Both mechanisms are valid. In fact we tried both of them in two of our products. Each of them comes with their pros and cons.
Assumption: Main server serves the Web UI.
Lets have the two servers named main.com
and remote.com
.
The main factors that you need to consider are:
Cross-Origin Resource Sharing (CORS): The most straightforward way to check whether this is a big issue is whether you need to support IE <= 9. Legacy IE does not support XHR2 so AJAX file upload is not possible. There are popular fallbacks (e.g. iframe transport) but each comes with their own problems.
Bandwidth: If file is uploaded to main.com
first then to remote.com
, then the required bandwidth is doubled. Depending whether your servers are behind load-balancers, the requirement will vary.
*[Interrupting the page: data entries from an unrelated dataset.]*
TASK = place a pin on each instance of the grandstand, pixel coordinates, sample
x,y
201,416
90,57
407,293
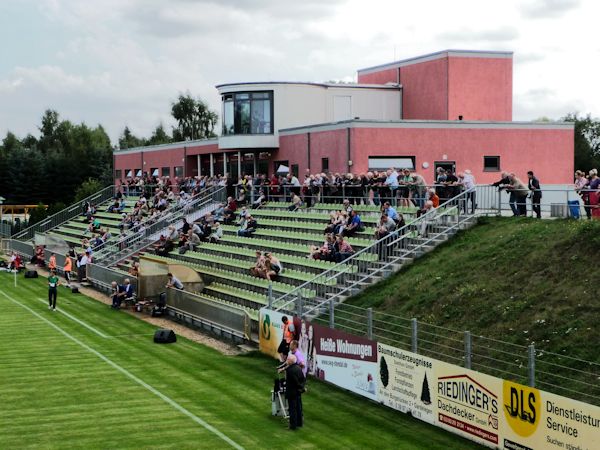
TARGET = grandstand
x,y
224,266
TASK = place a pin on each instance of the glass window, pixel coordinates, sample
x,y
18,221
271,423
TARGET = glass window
x,y
228,115
242,116
248,113
491,163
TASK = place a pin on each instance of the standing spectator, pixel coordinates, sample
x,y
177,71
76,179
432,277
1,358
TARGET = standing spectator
x,y
82,266
520,191
536,194
52,262
53,283
67,269
295,382
580,187
467,180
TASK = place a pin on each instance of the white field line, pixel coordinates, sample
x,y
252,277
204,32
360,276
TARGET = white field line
x,y
80,322
129,375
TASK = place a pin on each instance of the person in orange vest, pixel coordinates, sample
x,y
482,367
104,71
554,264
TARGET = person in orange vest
x,y
52,263
68,268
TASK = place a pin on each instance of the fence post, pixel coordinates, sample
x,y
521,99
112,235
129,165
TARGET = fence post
x,y
499,202
531,365
331,313
270,295
468,349
413,334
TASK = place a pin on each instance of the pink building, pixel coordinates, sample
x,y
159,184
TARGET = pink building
x,y
448,109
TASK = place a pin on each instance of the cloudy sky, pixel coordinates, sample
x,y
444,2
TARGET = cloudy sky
x,y
122,62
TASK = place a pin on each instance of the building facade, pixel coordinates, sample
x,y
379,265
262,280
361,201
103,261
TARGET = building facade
x,y
450,109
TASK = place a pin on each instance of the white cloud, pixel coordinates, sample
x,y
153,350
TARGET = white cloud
x,y
119,62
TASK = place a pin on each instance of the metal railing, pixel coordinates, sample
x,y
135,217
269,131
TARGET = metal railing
x,y
554,202
66,214
526,364
111,252
227,318
102,277
377,260
25,249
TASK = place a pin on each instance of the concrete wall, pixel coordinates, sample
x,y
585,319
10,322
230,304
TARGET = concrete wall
x,y
447,84
480,88
545,150
300,104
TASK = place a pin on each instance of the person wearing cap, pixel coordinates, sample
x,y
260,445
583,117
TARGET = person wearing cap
x,y
53,283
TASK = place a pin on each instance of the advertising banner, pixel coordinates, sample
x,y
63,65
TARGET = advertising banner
x,y
345,360
270,331
468,403
537,419
406,382
485,409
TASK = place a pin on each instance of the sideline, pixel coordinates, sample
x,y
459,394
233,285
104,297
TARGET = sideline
x,y
75,319
128,374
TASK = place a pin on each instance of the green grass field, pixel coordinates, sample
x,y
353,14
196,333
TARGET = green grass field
x,y
89,377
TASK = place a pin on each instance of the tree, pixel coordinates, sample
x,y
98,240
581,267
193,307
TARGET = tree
x,y
159,136
587,141
194,119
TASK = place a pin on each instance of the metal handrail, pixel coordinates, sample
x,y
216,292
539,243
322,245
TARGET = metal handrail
x,y
289,299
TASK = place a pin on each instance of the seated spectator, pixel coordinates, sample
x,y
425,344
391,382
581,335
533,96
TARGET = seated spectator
x,y
248,227
354,225
342,249
326,251
276,268
216,234
174,282
165,247
134,270
172,233
386,226
193,241
296,202
114,207
258,270
260,200
391,212
219,212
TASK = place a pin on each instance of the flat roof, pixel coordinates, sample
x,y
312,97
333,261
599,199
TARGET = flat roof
x,y
438,55
152,148
310,83
366,123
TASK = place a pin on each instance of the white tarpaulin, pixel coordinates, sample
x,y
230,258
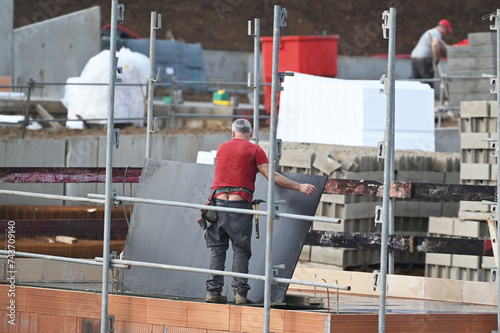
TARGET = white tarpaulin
x,y
91,101
316,109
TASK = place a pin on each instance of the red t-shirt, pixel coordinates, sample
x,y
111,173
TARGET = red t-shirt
x,y
236,165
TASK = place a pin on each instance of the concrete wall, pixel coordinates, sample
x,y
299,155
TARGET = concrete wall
x,y
55,49
6,25
91,152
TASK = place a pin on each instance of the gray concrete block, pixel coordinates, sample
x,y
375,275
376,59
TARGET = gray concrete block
x,y
438,259
298,159
482,38
473,109
475,171
474,140
465,228
493,108
325,164
473,262
459,86
441,225
7,19
447,140
475,216
474,206
62,45
450,209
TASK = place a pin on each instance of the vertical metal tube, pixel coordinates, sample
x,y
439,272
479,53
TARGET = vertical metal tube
x,y
256,78
389,152
113,60
152,62
272,168
497,24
Uploading directly to remote.com
uses bandwidth efficiently.
API response time: Unless your API is doing optimistic update, it needs to wait until the file is fully reuploaded to remote.com
before it can respond reliably. Also, this depends on the RTT between main.com
and remote.com
.
Number of API domain: This is a small issue. Web client has to specify which domain to use for which API. However it does relate to CORS issue above.
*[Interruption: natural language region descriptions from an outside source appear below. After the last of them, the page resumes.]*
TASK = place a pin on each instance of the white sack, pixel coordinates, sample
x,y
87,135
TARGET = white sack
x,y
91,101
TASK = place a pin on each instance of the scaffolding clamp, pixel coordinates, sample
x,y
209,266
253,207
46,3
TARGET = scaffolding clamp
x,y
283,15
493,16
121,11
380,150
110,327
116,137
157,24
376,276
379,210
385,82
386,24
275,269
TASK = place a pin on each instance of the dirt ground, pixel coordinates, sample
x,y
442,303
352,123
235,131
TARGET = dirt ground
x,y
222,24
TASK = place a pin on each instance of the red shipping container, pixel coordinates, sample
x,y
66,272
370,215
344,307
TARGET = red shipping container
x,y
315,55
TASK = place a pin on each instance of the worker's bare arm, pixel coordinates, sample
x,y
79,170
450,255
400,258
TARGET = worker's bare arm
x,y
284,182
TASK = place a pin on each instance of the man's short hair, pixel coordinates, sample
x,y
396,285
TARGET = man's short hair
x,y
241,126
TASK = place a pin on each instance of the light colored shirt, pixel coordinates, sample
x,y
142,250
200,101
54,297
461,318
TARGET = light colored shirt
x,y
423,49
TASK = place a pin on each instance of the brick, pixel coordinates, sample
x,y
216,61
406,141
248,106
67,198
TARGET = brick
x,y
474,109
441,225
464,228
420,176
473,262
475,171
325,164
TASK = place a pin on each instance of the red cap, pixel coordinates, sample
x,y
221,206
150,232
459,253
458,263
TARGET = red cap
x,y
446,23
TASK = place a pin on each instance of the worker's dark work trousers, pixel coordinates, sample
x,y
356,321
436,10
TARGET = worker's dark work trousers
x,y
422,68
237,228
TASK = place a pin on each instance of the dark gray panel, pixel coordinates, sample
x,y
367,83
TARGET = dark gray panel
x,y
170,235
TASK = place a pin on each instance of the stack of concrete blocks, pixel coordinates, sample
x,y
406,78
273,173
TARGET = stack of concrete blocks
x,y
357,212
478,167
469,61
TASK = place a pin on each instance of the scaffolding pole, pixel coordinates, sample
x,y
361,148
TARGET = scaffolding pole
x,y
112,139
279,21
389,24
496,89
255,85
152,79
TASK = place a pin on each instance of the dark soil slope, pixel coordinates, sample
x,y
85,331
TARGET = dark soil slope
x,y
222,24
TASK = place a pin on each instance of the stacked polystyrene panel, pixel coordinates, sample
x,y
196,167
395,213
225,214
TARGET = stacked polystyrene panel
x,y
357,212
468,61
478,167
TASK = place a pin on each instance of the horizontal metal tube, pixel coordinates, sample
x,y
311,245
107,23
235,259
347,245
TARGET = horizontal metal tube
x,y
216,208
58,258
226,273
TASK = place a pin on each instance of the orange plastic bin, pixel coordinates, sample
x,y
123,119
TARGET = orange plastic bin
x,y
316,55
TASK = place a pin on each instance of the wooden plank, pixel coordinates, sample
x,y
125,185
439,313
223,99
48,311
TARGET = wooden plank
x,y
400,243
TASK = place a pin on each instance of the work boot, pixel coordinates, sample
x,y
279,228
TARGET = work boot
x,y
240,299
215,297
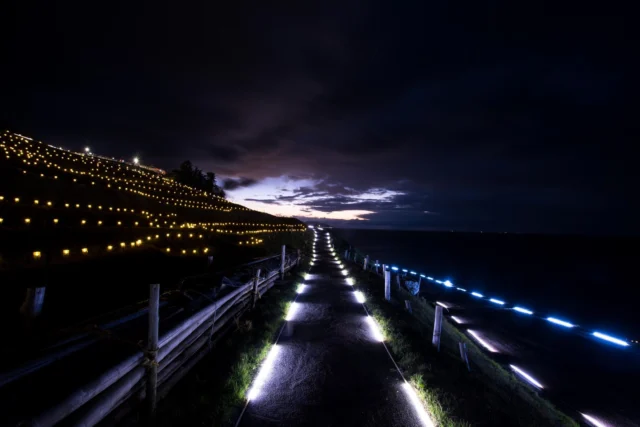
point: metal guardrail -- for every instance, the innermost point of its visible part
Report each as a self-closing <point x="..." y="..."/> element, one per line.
<point x="168" y="357"/>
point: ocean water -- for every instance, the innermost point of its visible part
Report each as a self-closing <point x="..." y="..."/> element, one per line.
<point x="590" y="281"/>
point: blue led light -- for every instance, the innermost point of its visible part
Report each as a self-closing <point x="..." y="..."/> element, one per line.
<point x="611" y="339"/>
<point x="560" y="322"/>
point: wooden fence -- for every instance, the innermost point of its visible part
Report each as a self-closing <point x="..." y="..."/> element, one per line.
<point x="150" y="374"/>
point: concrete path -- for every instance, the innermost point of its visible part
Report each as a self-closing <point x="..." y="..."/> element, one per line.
<point x="329" y="369"/>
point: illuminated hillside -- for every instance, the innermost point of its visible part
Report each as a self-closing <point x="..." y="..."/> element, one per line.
<point x="61" y="206"/>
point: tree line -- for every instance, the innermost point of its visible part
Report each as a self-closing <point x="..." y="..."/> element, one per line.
<point x="192" y="176"/>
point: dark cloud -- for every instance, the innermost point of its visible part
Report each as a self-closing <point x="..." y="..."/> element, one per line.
<point x="234" y="184"/>
<point x="513" y="116"/>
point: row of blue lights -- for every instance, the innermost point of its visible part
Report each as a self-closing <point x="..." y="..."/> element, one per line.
<point x="522" y="310"/>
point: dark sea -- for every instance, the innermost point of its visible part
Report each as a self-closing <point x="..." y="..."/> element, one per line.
<point x="590" y="281"/>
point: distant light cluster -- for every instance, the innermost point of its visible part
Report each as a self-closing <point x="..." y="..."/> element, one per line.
<point x="87" y="201"/>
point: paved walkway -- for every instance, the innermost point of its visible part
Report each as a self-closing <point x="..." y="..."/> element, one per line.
<point x="329" y="369"/>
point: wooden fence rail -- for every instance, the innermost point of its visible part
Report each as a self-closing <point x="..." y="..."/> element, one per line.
<point x="169" y="355"/>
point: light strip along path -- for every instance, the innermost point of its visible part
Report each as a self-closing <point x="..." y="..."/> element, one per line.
<point x="330" y="370"/>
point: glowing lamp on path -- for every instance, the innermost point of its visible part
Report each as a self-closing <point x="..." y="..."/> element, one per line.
<point x="417" y="405"/>
<point x="375" y="331"/>
<point x="594" y="421"/>
<point x="264" y="374"/>
<point x="482" y="342"/>
<point x="292" y="311"/>
<point x="526" y="376"/>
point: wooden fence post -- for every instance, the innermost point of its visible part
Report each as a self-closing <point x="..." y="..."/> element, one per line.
<point x="255" y="287"/>
<point x="437" y="327"/>
<point x="387" y="285"/>
<point x="152" y="349"/>
<point x="284" y="254"/>
<point x="464" y="355"/>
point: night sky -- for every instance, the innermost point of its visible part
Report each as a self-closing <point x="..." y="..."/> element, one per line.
<point x="517" y="117"/>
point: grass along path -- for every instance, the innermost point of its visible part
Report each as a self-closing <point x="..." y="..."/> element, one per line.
<point x="488" y="395"/>
<point x="214" y="392"/>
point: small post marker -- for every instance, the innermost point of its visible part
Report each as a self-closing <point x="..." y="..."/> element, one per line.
<point x="437" y="327"/>
<point x="464" y="355"/>
<point x="152" y="349"/>
<point x="284" y="254"/>
<point x="407" y="305"/>
<point x="387" y="285"/>
<point x="255" y="287"/>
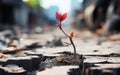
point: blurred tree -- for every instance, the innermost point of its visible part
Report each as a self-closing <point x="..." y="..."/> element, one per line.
<point x="34" y="3"/>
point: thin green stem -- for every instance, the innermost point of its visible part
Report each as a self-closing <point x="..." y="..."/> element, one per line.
<point x="71" y="40"/>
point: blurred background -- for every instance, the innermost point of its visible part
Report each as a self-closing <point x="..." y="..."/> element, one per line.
<point x="26" y="16"/>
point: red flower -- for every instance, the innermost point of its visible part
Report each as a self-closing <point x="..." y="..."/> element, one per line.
<point x="59" y="25"/>
<point x="61" y="17"/>
<point x="71" y="34"/>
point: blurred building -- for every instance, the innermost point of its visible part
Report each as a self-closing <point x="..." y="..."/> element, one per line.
<point x="16" y="12"/>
Performance: If web server is handling file upload, it might have issue with performance when the server is processing large files (or large quantities of file). It might affect other users.
Mechanisms
1. Client uploads to main.com
. main.com
re-uploads to remote.com
- CORS: No issue
- Bandwidth: Double
- Response time: Double (round trip); normal (optimistic)
- API domain: One
- Performance: Might affects web services
2. Client uploads to remote.com
. remote.com
sends info to main.com
- CORS: Have issue
- Bandwidth: Efficient
- Response time: Efficient
- API domain: Two
- Performance: No issue
3. [EXTRA] Client uploads to main.com
. main.com
streams the file to remote.com
. remote.com
sends file information back.
- CORS: No issue
- Bandwidth: Double
- Response time: Less than double (streamed)
- API domain: One
- Performance: Better than method 1 for its better memory footprint
Conclusion
Depending on your use case, you need to use different mechanism. For our case, we use method 2 (direct upload) for our legacy product because we need to support legacy browsers (IE 7, FF 3). Cross domain issues are stabbing us all the time for many different cases (e.g. when customers are behind proxies, etc.).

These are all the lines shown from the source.